The state of Uttarakhand has been compared to Switzerland; it is also called “The Land of the Gods” and is a centre of pilgrimage and there are numerous Hindu Temples. Bordered by the snow-peaked Himalayas, you can see why it has an Alpine feel. This increasingly prosperous state is largely agricultural and towns are surrounded by basmati rice fields and orchards of apples, oranges, pears and peaches. With its mountain landscapes and green pastures, it’s no wonder that it is home to several of India’s most famously scenic hill stations.

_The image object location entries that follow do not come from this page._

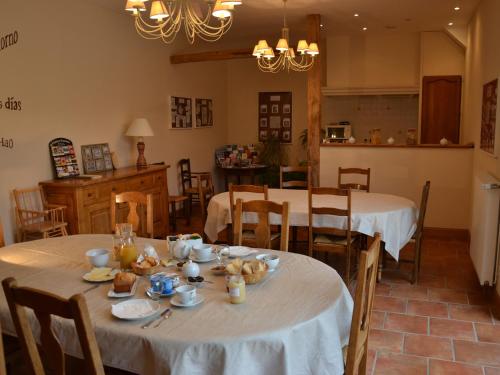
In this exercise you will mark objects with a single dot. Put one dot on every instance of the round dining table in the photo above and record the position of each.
(394, 217)
(295, 321)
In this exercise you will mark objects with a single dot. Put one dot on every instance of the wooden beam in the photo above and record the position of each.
(242, 53)
(314, 101)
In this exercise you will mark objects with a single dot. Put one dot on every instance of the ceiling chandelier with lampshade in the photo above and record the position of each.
(287, 59)
(167, 17)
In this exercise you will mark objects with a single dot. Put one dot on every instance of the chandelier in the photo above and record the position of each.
(286, 60)
(167, 18)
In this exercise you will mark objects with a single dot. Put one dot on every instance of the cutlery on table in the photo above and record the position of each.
(148, 324)
(163, 318)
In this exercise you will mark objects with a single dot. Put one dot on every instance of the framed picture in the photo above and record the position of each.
(204, 113)
(63, 158)
(96, 158)
(181, 113)
(275, 116)
(489, 116)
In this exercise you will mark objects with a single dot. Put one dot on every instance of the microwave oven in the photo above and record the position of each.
(338, 132)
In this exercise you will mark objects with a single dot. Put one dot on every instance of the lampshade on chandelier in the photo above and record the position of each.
(286, 60)
(167, 17)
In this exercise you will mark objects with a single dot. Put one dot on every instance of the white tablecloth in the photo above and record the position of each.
(294, 322)
(395, 218)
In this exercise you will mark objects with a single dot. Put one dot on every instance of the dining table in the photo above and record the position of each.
(294, 321)
(394, 217)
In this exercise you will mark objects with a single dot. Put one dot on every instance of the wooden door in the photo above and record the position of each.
(441, 100)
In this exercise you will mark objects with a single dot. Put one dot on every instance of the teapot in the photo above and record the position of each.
(180, 249)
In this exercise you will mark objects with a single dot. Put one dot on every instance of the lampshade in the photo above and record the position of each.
(262, 46)
(222, 10)
(134, 6)
(282, 45)
(302, 46)
(158, 10)
(313, 49)
(139, 128)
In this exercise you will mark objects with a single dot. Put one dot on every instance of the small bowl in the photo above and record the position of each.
(98, 257)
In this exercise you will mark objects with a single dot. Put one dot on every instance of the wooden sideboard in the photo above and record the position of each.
(88, 200)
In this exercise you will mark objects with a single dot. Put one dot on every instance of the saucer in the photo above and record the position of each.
(150, 290)
(176, 301)
(195, 259)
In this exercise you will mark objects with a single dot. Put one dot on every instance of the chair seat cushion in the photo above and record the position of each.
(333, 240)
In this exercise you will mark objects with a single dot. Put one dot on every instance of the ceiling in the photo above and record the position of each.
(264, 18)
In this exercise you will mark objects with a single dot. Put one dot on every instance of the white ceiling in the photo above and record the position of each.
(263, 18)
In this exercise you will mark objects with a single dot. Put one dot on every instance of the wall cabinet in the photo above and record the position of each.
(88, 202)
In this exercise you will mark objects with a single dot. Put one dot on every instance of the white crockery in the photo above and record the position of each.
(202, 251)
(98, 257)
(186, 294)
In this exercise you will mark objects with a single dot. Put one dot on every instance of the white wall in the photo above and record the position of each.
(403, 171)
(83, 73)
(373, 60)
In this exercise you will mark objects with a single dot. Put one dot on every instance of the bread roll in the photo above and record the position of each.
(123, 282)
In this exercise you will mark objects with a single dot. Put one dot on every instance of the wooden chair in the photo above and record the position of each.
(327, 239)
(36, 217)
(201, 191)
(357, 352)
(44, 306)
(355, 186)
(134, 199)
(2, 238)
(263, 227)
(294, 171)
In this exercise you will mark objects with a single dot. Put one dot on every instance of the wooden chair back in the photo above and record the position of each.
(44, 305)
(2, 237)
(263, 228)
(357, 351)
(355, 186)
(185, 173)
(294, 184)
(134, 199)
(256, 189)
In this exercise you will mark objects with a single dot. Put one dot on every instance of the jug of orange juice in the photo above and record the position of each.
(128, 251)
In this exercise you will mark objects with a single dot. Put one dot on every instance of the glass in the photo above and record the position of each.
(128, 251)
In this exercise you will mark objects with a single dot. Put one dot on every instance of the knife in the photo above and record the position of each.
(148, 324)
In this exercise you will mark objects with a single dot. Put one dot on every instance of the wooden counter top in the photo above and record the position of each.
(468, 145)
(106, 176)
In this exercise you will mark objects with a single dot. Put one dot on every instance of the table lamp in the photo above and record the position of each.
(140, 128)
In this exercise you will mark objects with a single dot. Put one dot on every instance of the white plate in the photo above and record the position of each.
(113, 294)
(108, 277)
(176, 301)
(150, 290)
(135, 309)
(240, 251)
(209, 259)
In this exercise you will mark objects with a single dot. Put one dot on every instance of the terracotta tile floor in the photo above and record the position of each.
(443, 325)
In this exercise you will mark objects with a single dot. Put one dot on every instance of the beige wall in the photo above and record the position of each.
(482, 65)
(244, 82)
(83, 73)
(403, 171)
(373, 60)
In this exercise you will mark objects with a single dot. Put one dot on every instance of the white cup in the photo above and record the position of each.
(98, 257)
(202, 251)
(187, 294)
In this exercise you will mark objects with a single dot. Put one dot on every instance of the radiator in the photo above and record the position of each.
(484, 245)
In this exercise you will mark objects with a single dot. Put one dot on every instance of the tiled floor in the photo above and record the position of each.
(440, 326)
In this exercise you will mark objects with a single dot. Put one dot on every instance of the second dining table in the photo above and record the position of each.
(394, 217)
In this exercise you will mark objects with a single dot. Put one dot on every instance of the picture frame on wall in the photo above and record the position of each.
(181, 112)
(203, 113)
(275, 116)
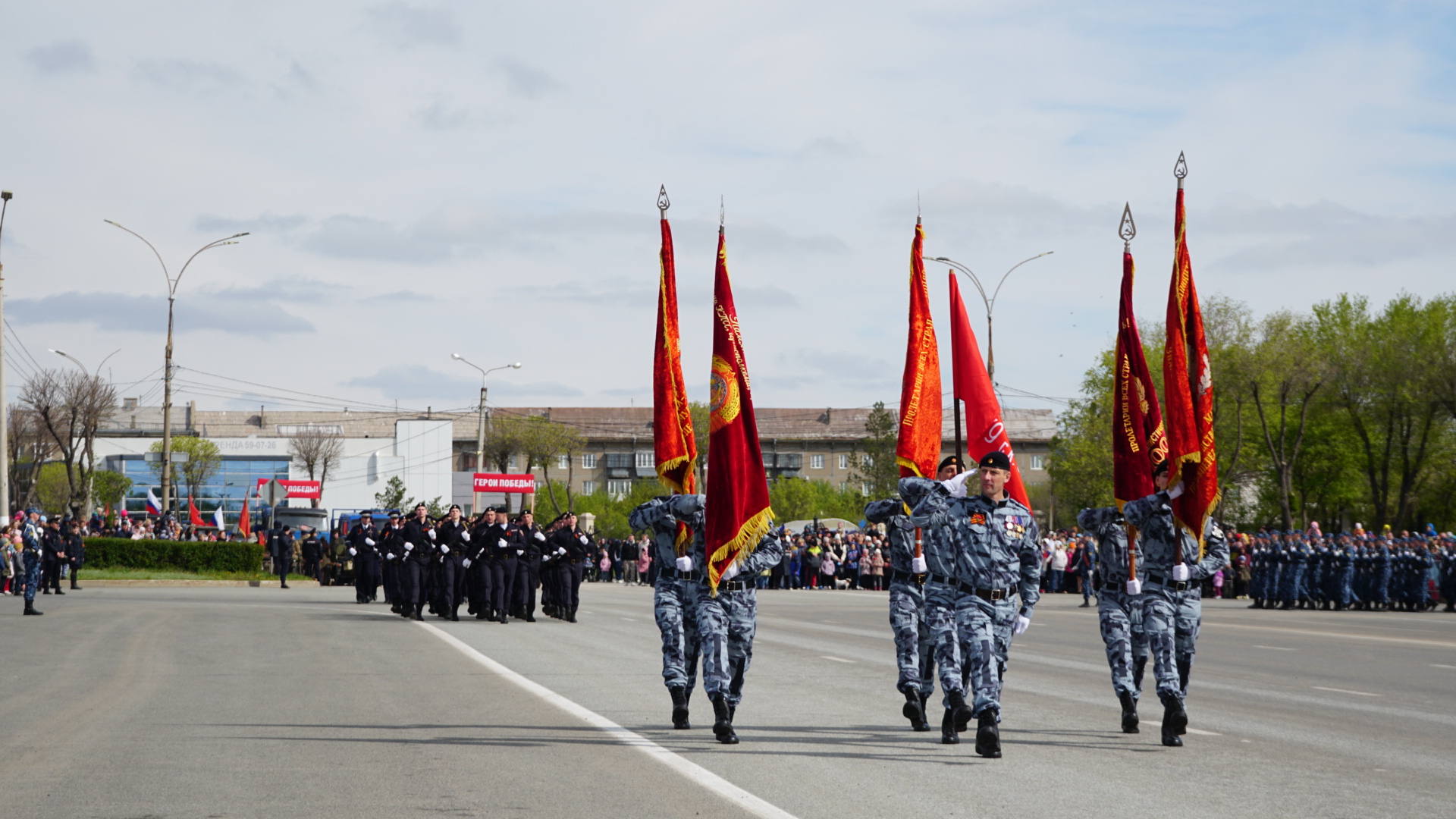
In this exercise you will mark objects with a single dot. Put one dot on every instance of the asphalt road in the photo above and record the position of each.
(181, 703)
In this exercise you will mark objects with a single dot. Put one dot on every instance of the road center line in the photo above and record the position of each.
(691, 770)
(1346, 691)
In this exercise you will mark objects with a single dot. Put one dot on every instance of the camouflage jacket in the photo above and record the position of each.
(1107, 525)
(897, 529)
(977, 541)
(1164, 539)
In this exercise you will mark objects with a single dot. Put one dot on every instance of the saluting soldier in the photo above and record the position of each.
(364, 550)
(1172, 595)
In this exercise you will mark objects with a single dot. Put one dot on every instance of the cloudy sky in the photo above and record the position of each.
(428, 178)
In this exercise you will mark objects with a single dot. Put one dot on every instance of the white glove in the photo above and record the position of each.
(957, 484)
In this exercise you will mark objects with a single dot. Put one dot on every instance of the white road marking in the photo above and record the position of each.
(689, 770)
(1346, 691)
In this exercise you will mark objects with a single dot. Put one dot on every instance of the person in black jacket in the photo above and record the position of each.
(363, 544)
(452, 538)
(74, 551)
(530, 544)
(419, 537)
(476, 566)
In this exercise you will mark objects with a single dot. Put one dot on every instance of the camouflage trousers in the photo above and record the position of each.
(1120, 615)
(915, 648)
(726, 626)
(971, 643)
(1171, 621)
(674, 607)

The sacred river Ganges flows through Rishikesh, which is also known as “The World Capital of Yoga” and it was here that The Beatles met the Maharishi. The rather lovely, luxury Ananda-in-the-Himalayas spa and retreat is the perfect destination for a special treat holiday. The British thought of Mussoorie as a ‘fairyland town’ and it is considered one of the most beautiful hill stations. Nainital, which is built around a pear-shaped lake, was a popular health resort with British Raj soldiers and officials, and now it is popular with contemporary British visitors.

Himachal Pradesh

Dalhousie, in the northern state of Himachal Pradesh that is renowned for its beauty, is named after Lord Dalhousie, a one-time British Governor-General in India. The summer retreat is built on five hills and renowned for its healing waters. The town is noted for its Scottish and Victorian architecture, plus its mesmerising scenery. The city of Shimla is another famously British retreat, and in 1864 it was declared ‘the summer capital of British India’. It is also called “Queen of the Hills” and you can ski on the slopes around Shimla, which is not an activity you normally associate with India.

The Nilgiri Mountains

The Nilgiri Mountains, also called ‘The Blue Mountains, cross the states of Tamil Nadu, Karnataka and Kerala states in southern India. They are part of the extensive Western Ghats range that forms the Deccan plateau. The area is famed for several hill stations, which are distinctly different to those in the north; you are unlikely to see much snow here.

Ootacamund, or Ooty, was a favourite with the British officials based in Madras. Its mountains, lakes, flower-filled fields and an almost constant, comfortable temperature all year round, make it an attractive resort to relax in. Thekkady in ‘God’s Own Country’ of Kerala, is India’s largest wildlife sanctuary. Hill station package holidays are one way to explore this beautiful area with its coastal and inland waters as well as its excellent spas that specialise in Ayurvedic treatments.

Maharashtra in the Middle

Mumbai is the capital of the state of Maharashtra and although it is the most densely populated state in India, it has some stunning hill stations. The visitor driving from Mumbai to Pune, which is an experience worth the hire of an experienced local driver, will pass through Lonavla and Khandala. These two towns are only three kilometres apart in the Western Ghats, and there are times when visitors standing on the terrace of Dukes Retreat may find that they are standing above the clouds. Lonavla is conveniently located for transport and it is one of the prime locations for a luxury retirement resort that is rather better equipped than the Best Exotic Marigold Hotel in its popular films that have done so much to make India an even more popular place to visit for an exotic holiday.

With so many different hill station locations to choose from, each with a unique and fascinating history, the traveller is spoilt for choice. Once you have visited a hill station and stood above the clouds, you will understand why they were so loved by the British.